Monaghan and Briles - both former presidents of ManaTeens, a youth program of the Volunteer Center of Manatee County - have known each other since sixth grade.
"I was scared to death - didn't know what really to do," Monaghan said. "I wanted to make sure they weren't going to punch and hurt Calvin."
Monaghan said he saw Briles' cell phone hit the ground as he was pressed against the car and handcuffed.
Monaghan said when he bent over to pick up the phone, a police horse "nudged" his head with its snout and an unidentified official grabbed him from behind and asked him why he hit the horse.
He said he hadn't hit the horse but that the official handcuffed him, kicked his legs open and searched his pockets.
"I knew what was happening was all a bunch of bull," Monaghan said.
He said he was let go shortly after, but Briles remained face down on the pavement.
Briles said officials listed a handful of charges he would face, including impeding a federal investigation. Still, no one read him his rights, he said.
After checking into Briles' record, the officials let him go. Briles said they told him things would have gone less smoothly if he had a criminal history.
http://www.bradenton.com/mld/bradenton/news/12869921.htm?template=contentModules/printstory.jsp
"The guy stumbled into the horse, was belligerent, appeared intoxicated liquor/drugs according to FBI in area, and several business owners who observed."
---Friends of mine who went to Mardi Gras a few years back watched cops whoop up on someone who got TOO CLOSE to a horse. I'm sorry, but I don't buy 'stumbled into a horse.' Maybe 'going to see a man about a horse,' but who misses a Morgan and can't get out of the way unless the cops are suddenly stopped dead in the pedestrian traffic?
"Two police officers tried to contain him according to FBI agent, he resisted arrest, FBI guy went to help making it look like the old guy was being outnumbered. The "Innocent witness" was a news reporter interfered with police action by grabbing a police officer and spinning him around and pushing his Press Card in the officers face..police officer then forcefully had to move the press guy out of the way. For factual outline (my memory only so good), please watch the News tonight..Everyone still wants the old guy to be "right" because its more PC..but thats not what the facts are showing."
---I'm pretty sure the cops are not wrong in arresting this guy, but I also know that NOLA cops have a reputation for brutality. I'm not surprised at all that some presstitute has caused this brouhaha...it isn't as if it would be tough for them to find a situation that could be manipulated given the police there.
You mean they enforce laws? What a concept!
It seems to me that tourism, will sink... big time.
The old guy was the thug...facts coming out
That is NO excuse for this type of conduct. It makes those soldiers convicted of similar actions in Iraq seem almost childish.

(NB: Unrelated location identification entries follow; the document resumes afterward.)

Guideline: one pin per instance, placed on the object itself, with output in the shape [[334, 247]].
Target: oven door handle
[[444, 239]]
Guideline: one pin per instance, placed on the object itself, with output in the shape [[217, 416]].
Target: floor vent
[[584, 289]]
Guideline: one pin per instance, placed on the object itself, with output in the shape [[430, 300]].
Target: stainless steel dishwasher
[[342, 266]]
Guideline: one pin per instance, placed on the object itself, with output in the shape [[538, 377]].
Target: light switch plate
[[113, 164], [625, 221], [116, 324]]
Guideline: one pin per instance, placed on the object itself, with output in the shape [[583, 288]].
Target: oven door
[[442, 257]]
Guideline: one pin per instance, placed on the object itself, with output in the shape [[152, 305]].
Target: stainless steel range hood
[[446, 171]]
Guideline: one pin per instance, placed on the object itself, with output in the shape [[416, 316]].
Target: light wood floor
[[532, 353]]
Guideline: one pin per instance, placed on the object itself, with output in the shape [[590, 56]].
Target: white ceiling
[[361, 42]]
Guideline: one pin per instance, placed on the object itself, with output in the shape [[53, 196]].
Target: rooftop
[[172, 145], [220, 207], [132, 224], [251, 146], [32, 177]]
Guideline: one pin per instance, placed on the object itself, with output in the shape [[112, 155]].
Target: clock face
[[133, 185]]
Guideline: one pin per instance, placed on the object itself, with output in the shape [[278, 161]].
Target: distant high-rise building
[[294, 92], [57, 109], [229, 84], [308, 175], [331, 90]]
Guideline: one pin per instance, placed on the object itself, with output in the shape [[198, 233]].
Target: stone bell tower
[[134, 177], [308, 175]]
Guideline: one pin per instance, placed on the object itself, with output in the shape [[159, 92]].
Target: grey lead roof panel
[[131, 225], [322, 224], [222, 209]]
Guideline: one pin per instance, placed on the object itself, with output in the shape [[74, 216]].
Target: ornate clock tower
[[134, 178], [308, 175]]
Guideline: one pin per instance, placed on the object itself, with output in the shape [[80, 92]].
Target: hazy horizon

I have zero sympathy for those LEO's involved in this action.
Lets see now:
NOPD looting - check
NOPD stealing Caddys - check
NOPD ghost payroll - check
NOPD beats stuffing out of old man - check
Yup. I'd say thugs pretty well sums it up...
The LOPD that did the looting also were not the ones staying there and DOING THEIR JOBS..like the OVERWORKED OFFICERS putting up with crap from THUGS!!!!!!!!!!!!
Old age is no excuse for BAD BEHAVIOUR!!